It’s about time for Tina to get a boyfriend. She’s in her mid thirties, lives at home with her crabby mother, and recently killed their beloved dog Poppy (the re-enactment of whose death is one the best sight gags in years). “It was an accident,” Tina assures her mother. “So were you!” Such is the twisted British comedy that makes Ben Wheatley’s Sightseers irresistible.

Tina and Chris, the new man in her life, set out on a RV trip through the English countryside.  It’s meant to serve as equal parts sex-o-rama and inspiration for a book Chris is working on, but it takes a dark turn when, after pulling out of a parking lot, he runs over a fat slob who litters like it’s an Olympic sport.  The couple gradually morphs from dorky, starcrossed lovers to murderers of anyone who cramps their style.  Wheatley revels in their transgressions, setting their clobbering of an academic amidst ancient ruins to a rousing arrangement of “Jerusalem.”  Like God Bless America, possibly last year’s best comedy, Sightsweers seems to preach, only semi-ironically, a positive psychology built on killing wankers; the big joke, of course, is that both murderous couples in these films are as ridiculous as the people they want to exterminate.

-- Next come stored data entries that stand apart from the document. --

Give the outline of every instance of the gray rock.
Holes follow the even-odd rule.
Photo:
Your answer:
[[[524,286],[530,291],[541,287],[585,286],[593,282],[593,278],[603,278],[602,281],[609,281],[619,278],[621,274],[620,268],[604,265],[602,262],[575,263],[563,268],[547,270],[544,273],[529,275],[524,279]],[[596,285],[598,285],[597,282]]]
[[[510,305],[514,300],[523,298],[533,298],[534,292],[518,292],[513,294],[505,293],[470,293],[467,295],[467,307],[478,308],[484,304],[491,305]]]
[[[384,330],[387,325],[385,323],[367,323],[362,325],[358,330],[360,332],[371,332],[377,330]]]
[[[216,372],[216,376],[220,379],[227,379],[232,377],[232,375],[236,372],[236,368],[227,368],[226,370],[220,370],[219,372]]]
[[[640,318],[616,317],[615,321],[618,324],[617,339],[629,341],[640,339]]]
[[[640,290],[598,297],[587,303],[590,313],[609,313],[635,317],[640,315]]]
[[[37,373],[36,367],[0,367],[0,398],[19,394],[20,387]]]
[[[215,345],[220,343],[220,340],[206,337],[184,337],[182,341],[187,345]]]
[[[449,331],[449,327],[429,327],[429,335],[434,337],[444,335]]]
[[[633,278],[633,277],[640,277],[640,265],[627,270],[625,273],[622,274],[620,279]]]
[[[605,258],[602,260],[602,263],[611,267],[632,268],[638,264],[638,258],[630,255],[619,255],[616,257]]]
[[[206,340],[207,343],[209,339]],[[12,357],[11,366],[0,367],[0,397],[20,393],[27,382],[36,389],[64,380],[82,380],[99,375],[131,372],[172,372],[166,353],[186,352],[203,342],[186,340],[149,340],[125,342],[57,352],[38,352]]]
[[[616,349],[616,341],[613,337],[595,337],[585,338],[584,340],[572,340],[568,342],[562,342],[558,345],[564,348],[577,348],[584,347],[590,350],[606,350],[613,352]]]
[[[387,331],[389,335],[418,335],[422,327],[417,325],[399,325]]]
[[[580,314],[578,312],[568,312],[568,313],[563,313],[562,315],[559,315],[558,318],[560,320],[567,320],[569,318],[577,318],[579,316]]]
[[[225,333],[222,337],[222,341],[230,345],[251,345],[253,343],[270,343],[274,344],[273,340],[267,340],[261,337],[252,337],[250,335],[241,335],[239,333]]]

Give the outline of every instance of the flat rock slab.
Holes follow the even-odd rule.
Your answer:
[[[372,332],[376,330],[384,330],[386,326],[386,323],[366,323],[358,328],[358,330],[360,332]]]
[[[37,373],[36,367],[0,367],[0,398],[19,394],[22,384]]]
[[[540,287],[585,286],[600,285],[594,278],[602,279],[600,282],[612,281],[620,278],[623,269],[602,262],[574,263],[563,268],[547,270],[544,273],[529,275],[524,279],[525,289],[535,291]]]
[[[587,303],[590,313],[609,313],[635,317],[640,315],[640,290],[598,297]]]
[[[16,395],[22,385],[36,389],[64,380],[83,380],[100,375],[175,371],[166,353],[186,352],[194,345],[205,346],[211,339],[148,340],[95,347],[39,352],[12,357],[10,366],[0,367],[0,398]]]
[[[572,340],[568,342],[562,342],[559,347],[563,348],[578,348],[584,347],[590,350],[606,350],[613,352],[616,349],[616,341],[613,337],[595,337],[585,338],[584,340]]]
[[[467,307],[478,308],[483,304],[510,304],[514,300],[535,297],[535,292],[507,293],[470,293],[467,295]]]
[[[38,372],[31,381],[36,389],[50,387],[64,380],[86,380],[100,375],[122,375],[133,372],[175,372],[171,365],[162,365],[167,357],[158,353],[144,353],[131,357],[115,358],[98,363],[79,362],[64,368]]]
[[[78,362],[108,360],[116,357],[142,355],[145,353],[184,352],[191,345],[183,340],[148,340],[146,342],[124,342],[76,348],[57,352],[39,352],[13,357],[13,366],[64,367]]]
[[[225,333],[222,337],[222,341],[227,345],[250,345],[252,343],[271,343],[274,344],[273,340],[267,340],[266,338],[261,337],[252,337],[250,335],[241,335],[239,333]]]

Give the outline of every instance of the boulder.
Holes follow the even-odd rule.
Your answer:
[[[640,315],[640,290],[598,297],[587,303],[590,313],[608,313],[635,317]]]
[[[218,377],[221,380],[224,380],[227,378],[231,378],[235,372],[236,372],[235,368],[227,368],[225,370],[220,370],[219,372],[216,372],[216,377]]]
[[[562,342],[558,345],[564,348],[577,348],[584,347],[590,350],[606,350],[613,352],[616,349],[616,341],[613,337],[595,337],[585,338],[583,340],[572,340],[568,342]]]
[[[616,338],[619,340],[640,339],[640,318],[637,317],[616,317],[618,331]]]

Pretty much the antithesis of Film Comment Selects’ opening film, the brooding, bleak Simon Killer, Michel Gondry’s latest movie is a paean to the South Bronx and its energetic youth. The We and the I begins concurrently with their summer vacation. Liberated at long last, hordes of kids rush from their public school first to the bodega across the street, where they’ve stored their cellphones in numbered brown bags, and then the bus home, which we’ll stay on board for the film’s duration. Plenty will “happen” on this ride – including embarrassments, romances, heartbreaks, and moral dilemmas – but the plot as such is of secondary interest to Gondry’s inventive anthropology of youth media culture.  The students rely completely on screens to connect to each other. Stories aren’t to be believed without YouTube evidence; flirtation needs to be both real-life and SMS-based; and, of course, a girl won’t agree just any date movie.  “Why would I see dat shit?” one asks a boy who asks her if she wants to see the new Vin Diesel vehicle. “You know I only like horra’n’comedy movies!” They dream in images. Gondry uses his signature homemade funhouse aesthetic to illustrate, in mini-DV, various characters’ fantasies, e.g. to become enough of a tycoon to do business drinks with Donald Trump.

The great joy of the film, though, is that these kids, far from wistful daydreamers, are livewires.  At a traffic jam, they promise the bus driver a slice if she lets them hop off to grab pizza.  Requesting anchovies and pineapple, she imparts some wisdom they seem to have already learned: “The Dalai Lama says you gotta be fearless in your food and your life.” Critical acclaim somehow evaded The We and the I during its bows at Toronto and the Director’s Fortnight at Cannes, but its last stop on the festival circuit, on the closing night of FCS, ought to be its most welcome.